Nani Afrida
31 Oktober 2018•Update: 01 November 2018
JAKARTA
Menteri Perhubungan Budi Karya Sumadi menyatakan bahwa pihaknya telah membebastugaskan direktur Teknik Lion Air sehubungan dengan kecelakaan pesawat Lion Air JT-610 yang menewaskan 189 penumpang Senin lalu.
"Hari ini kita akan bebas tugaskan direktur teknik Lion agar diganti dengan orang lain, juga perangkat teknik yang menerbangkan pesawat itu.... Lalu kita juga akan mengintensifkan ramp check," kata Menteri Budi di JIEXPO Kemayoran, Jakarta Pusat, Rabu.
Menurut Menteri, pemerintah memiliki wewenang untuk membebastugaskan direksi maskapai.
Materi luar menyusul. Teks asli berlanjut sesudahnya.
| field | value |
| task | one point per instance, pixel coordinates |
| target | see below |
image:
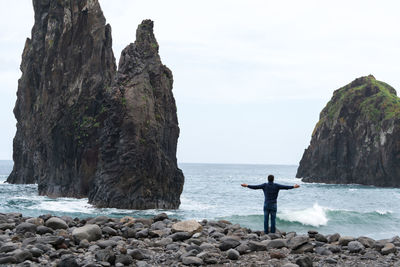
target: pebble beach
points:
(48, 240)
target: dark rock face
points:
(86, 130)
(357, 139)
(65, 67)
(138, 155)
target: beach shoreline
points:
(48, 240)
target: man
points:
(271, 191)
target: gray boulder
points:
(229, 243)
(56, 223)
(388, 248)
(233, 254)
(355, 246)
(304, 261)
(345, 240)
(192, 261)
(91, 232)
(9, 246)
(333, 238)
(321, 238)
(297, 241)
(276, 243)
(26, 227)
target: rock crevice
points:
(84, 129)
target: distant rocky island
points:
(162, 241)
(85, 129)
(357, 139)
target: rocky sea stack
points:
(357, 139)
(85, 129)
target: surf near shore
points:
(162, 241)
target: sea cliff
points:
(85, 129)
(357, 138)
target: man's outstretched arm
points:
(288, 186)
(260, 186)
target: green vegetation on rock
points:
(366, 97)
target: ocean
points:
(213, 192)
Selain itu pemerintah juga akan melakukan evaluasi sistem keamanan yang diberlakukan oleh para maskapai low cost carrier (LCC) di Indonesia.
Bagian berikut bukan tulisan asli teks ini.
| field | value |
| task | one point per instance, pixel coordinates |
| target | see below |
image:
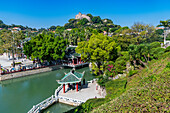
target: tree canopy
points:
(99, 50)
(46, 47)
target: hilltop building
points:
(81, 16)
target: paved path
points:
(83, 94)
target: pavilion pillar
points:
(63, 88)
(73, 61)
(0, 69)
(77, 87)
(84, 82)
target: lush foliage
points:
(99, 50)
(46, 47)
(113, 88)
(10, 41)
(147, 91)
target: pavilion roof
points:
(71, 77)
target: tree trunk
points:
(145, 58)
(145, 64)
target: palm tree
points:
(166, 25)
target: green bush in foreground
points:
(147, 91)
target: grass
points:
(146, 91)
(113, 89)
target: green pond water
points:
(19, 95)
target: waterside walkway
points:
(88, 91)
(71, 97)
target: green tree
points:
(165, 23)
(99, 50)
(96, 19)
(46, 47)
(83, 21)
(10, 41)
(90, 15)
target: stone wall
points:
(28, 72)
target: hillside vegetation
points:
(146, 91)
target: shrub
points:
(167, 49)
(168, 65)
(132, 72)
(115, 88)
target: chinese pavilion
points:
(73, 78)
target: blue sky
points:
(45, 13)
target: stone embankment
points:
(28, 72)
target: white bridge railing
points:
(44, 104)
(74, 101)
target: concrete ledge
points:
(28, 72)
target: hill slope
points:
(147, 91)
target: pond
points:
(19, 95)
"LCC ini adalah kebutuhan, bukan LCC yang salah, tapi bagaimana kita meningkatkan safety (keselamatan)," kata Menteri Budi lagi.
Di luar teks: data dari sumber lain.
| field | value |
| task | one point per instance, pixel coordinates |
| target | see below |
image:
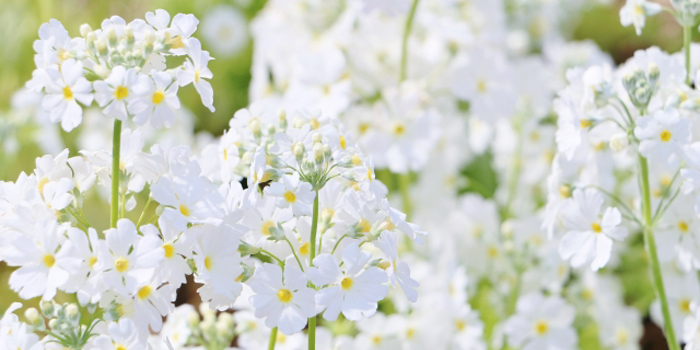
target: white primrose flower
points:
(355, 291)
(218, 264)
(589, 237)
(292, 192)
(132, 259)
(635, 12)
(116, 92)
(663, 135)
(284, 301)
(195, 70)
(64, 89)
(541, 323)
(157, 102)
(44, 257)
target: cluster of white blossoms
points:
(627, 165)
(538, 211)
(123, 67)
(311, 234)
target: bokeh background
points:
(20, 20)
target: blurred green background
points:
(20, 21)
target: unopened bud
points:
(619, 142)
(85, 29)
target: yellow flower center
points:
(265, 229)
(67, 93)
(121, 264)
(304, 249)
(481, 86)
(314, 124)
(121, 92)
(49, 260)
(284, 295)
(158, 97)
(346, 283)
(364, 226)
(144, 292)
(290, 197)
(362, 128)
(665, 136)
(184, 210)
(169, 250)
(541, 327)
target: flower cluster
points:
(121, 66)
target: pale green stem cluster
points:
(116, 148)
(657, 278)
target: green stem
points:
(273, 339)
(312, 255)
(404, 187)
(404, 40)
(116, 147)
(687, 37)
(657, 278)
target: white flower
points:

Pesawat terbang Lion Air JT 610 tujuan Jakarta-Pangkalpinang hilang kontak pada Senin pukul 06.33 WIB dan diperkirakan jatuh di sekitar Tanjung Karawang, Jawa Barat.
Pesawat membawa 189 orang penumpang yang terdiri dari 181 penumpang dan delapan kru, menurut rilis resmi dari Lion Air.
Hingga saat ini Badan SAR Nasional mengaku telah menemukan 54 identitas korban pesawat Lion Air JT610 dari laut.